Khal Torabully a travaillé avec la photographe Amaya Andres, qui est aussi une des marraines de l’orphelinat de Dakar. « Interpellée par cette abomination esclavagiste, elle m’a demandé  de l’accompagner pour faire un texte en accord avec ses photographies. Elle en a faites d’excellentes, et les textes sont nés séparément d’elles, parfois, à partir de ses clichés chargés de couleurs ocres, jaunes, bleu, de lignes géométriques savamment composées, d’ombres qui tremblotent sur les galets de Gorée ». Etant de Bordeaux, issue de cette ville de la traite comme Nantes, elle avait été sensible à cette sombre page de l’Histoire de l’Europe. Elle volait exprimer sa réprobation ferme devant l’horreur, en contenant son émotion dans des compositions très sensibles. Ses photos parlent d’elles-mêmes.

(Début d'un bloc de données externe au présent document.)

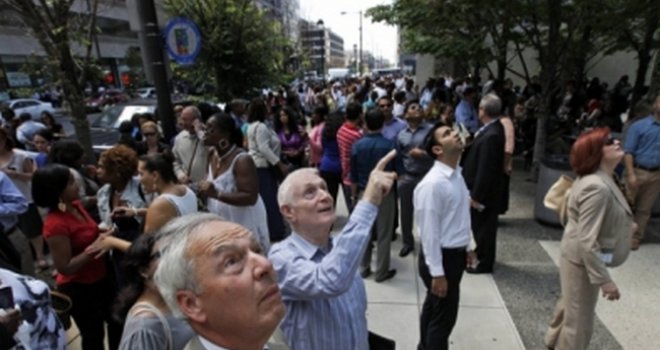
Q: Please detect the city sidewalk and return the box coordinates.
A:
[68,191,524,350]
[335,191,524,350]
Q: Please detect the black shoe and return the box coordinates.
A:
[375,269,396,283]
[360,267,371,278]
[399,245,415,258]
[465,266,493,274]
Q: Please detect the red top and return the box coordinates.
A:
[337,123,362,185]
[43,201,106,284]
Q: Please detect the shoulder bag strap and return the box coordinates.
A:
[125,302,174,350]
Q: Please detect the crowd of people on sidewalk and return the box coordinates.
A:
[0,71,660,350]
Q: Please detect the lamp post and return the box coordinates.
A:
[316,19,325,81]
[340,10,362,76]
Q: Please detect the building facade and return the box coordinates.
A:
[300,20,346,76]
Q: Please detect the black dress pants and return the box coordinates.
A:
[417,248,467,350]
[470,207,499,272]
[57,274,123,350]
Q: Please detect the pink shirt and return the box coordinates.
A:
[309,122,325,166]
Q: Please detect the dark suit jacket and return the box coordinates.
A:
[461,121,504,210]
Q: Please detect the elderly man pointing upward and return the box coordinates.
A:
[269,151,396,350]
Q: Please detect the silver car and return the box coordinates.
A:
[0,98,55,120]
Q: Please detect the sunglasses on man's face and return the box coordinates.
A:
[605,135,619,146]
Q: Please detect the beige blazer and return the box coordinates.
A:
[561,170,633,285]
[183,327,289,350]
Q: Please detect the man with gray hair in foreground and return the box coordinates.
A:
[269,151,396,350]
[154,214,289,350]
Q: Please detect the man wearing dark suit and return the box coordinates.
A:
[463,94,504,273]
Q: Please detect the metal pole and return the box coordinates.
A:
[136,0,176,142]
[359,10,362,76]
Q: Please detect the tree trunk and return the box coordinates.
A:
[646,51,660,103]
[630,50,657,111]
[60,45,96,163]
[532,0,562,181]
[630,5,660,110]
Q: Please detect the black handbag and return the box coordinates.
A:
[369,331,396,350]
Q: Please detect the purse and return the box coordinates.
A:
[543,175,574,226]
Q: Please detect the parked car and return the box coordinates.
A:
[85,89,128,111]
[0,98,55,120]
[135,87,156,98]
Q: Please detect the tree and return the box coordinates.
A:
[164,0,288,101]
[0,0,98,157]
[605,0,660,110]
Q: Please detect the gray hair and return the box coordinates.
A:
[277,168,319,207]
[479,94,502,118]
[154,213,223,318]
[181,106,202,120]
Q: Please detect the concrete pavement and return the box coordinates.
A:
[64,161,660,350]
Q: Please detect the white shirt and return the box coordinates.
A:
[198,335,227,350]
[413,160,472,277]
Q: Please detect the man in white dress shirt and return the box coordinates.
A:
[413,124,473,350]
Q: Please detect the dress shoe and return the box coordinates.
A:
[375,269,396,283]
[465,266,493,274]
[360,267,371,278]
[630,238,642,250]
[399,245,414,258]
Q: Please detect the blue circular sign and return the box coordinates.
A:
[165,17,202,64]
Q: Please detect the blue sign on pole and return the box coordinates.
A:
[165,17,202,65]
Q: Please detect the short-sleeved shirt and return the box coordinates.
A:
[337,123,362,185]
[350,133,394,190]
[396,123,433,177]
[43,201,106,285]
[623,115,660,168]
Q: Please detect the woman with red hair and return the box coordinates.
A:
[545,128,634,350]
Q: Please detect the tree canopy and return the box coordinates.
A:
[164,0,288,101]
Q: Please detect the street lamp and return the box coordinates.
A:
[340,10,362,76]
[316,19,325,80]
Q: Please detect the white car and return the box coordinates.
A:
[0,98,55,120]
[136,87,156,98]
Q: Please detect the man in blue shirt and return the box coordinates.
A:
[351,110,396,283]
[454,86,479,135]
[0,171,34,276]
[396,100,433,258]
[623,95,660,250]
[378,96,406,141]
[269,151,396,350]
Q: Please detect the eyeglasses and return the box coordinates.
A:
[605,135,619,146]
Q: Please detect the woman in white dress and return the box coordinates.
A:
[86,153,197,255]
[199,113,270,253]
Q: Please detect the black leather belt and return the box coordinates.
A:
[442,247,467,252]
[635,165,660,172]
[5,225,18,236]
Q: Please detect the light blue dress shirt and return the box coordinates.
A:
[269,201,378,350]
[0,171,28,233]
[454,100,479,134]
[623,115,660,168]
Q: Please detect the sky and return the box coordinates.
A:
[300,0,397,64]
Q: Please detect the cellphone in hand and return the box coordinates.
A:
[0,286,16,309]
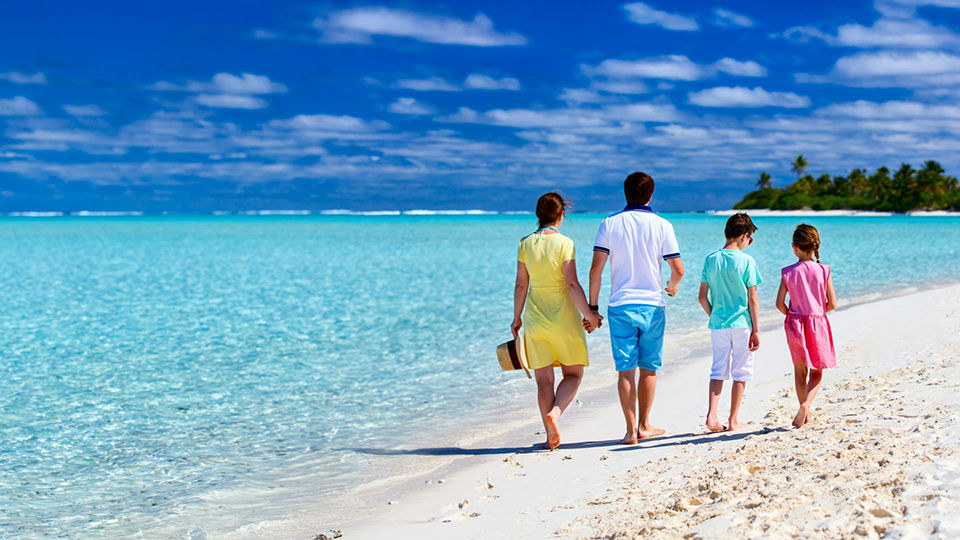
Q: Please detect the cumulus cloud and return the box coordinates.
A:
[583,54,767,81]
[313,7,527,47]
[713,7,753,28]
[463,73,520,90]
[147,73,287,95]
[396,73,520,92]
[687,86,810,108]
[193,94,267,109]
[387,98,434,115]
[0,96,40,116]
[784,18,960,49]
[623,2,700,31]
[0,71,47,84]
[63,105,107,116]
[397,77,461,92]
[832,51,960,87]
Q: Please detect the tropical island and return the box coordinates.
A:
[733,155,960,212]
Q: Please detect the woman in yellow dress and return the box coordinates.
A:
[510,192,601,450]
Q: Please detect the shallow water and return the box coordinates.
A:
[0,214,960,537]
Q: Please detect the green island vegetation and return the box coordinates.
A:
[733,155,960,212]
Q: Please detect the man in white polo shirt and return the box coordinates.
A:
[590,172,683,444]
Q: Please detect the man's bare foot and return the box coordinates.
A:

« A la maison des esclaves, peinte en rose, nous étions frappés par cet escalier en fer à cheval, moi je le voyais sous forme de menottes, et Amaya Andres, sous l’angle des lignes de fuite…Et aussi par la porte du voyage sans retour, d’où l’on prenait les chaloupes, avant de se retrouver sur les navires de la honte, pour être convoyés aux Amériques et ailleurs. Je me suis mis debout à cet endroit et ai senti toute la lourdeur des chaînes des esclaves jetés vers l’exil le plus cruel, celui de la perte de leur dignité d’êtres humains », nous confie Khal Torabully. Une des photos d’Andres saisit une sénégalaise appuyée contre cette porte sinistre, ressentant sans doute le même écrasement devant ce que Gilroy appelait le Black Atlantic. Dans la coolitude, on parlerait du kala pani, de la mer noire, c’est une similitude assez frappante, comme quoi il fallait jeter une passerelle entre nos deux îles sous l’angle de l’esclavage et de l’engagisme.

 

Aussi le texte et la photo disent la continuité historique et migratoire entre le Morne, le ghat et Gorée, une démarche transversale importante car l’Histoire n’est pas si saucissonnée, coupée de ses ramifications transnationales, qu’on le dise. « J’avais dit qu’il faudra préparer une relation dialogique entre Océan Indien et l’Atlantique au niveau de l’Histoire. Ce projet pose une pierre blanche dans cette édification. Gorée ou la vie partira donc de la route des esclaves à Maurice pour aller vers le Sénégal et ailleurs », nous dit le poète-sémiologue. Contact a été pris avec les autorités mauriciennes pour lancer cette exposition sur La Route de l’Esclave, avec l’ouvrage, cette année, avant d’aller vers Gorée, Bordeaux, Paris et d’autres lieux susceptibles de les accueillir. Nous souhaitons une belle traversée à ce qui sera sans aucun doute un fort témoignage entre les mémoires des traites et de l’esclavage..

 

 

Poèmes inédits de Gorée ou la vie, Khal Torabully

 

 

I

La main ne libère

Que l’ombre

De la paume

Recroquevillée sur la liberté.

 

II

Cliquetis

De chaînes

Claquement de fouets

Le corps peine

 

Agonie dans la captiverie

Devant lune de flibuste

Et étoile de piraterie

L’ivoire brûle

Dans le chant du coq

 

Trou noir

Spasme immobile

Du cadavre encore vivant

 

Gorée

Le néant figé

En obscurité

Qu’un mollet

Tire vers l’abandon

 

Là les eaux noires

De l’Atlantique nous charroient.

Les yeux maculés de vagues,

Je chavire en moi.

 

 

 

NOTE SUR AMAYA ANDRES : Native de Bordeaux, Amaya Andres travaille comme personnel au sol à Air France. Elle pratique la photographie depuis plus d’une décennie, et Gorée ou la vie représente pour elle un témoignage poignant sur cette page inhumaine de l’Histoire. Elle est à sa première exposition.

 

Une version courte de cet article sous forme d’entretien avec Norbert Louis, avec 6 photos d’Amaya Andres, a été publiée sur l’hebdomadaire Week-End de l’île Maurice en date du 1er février, jour de la commémoration de l’abolition de l’esclavage à Maurice.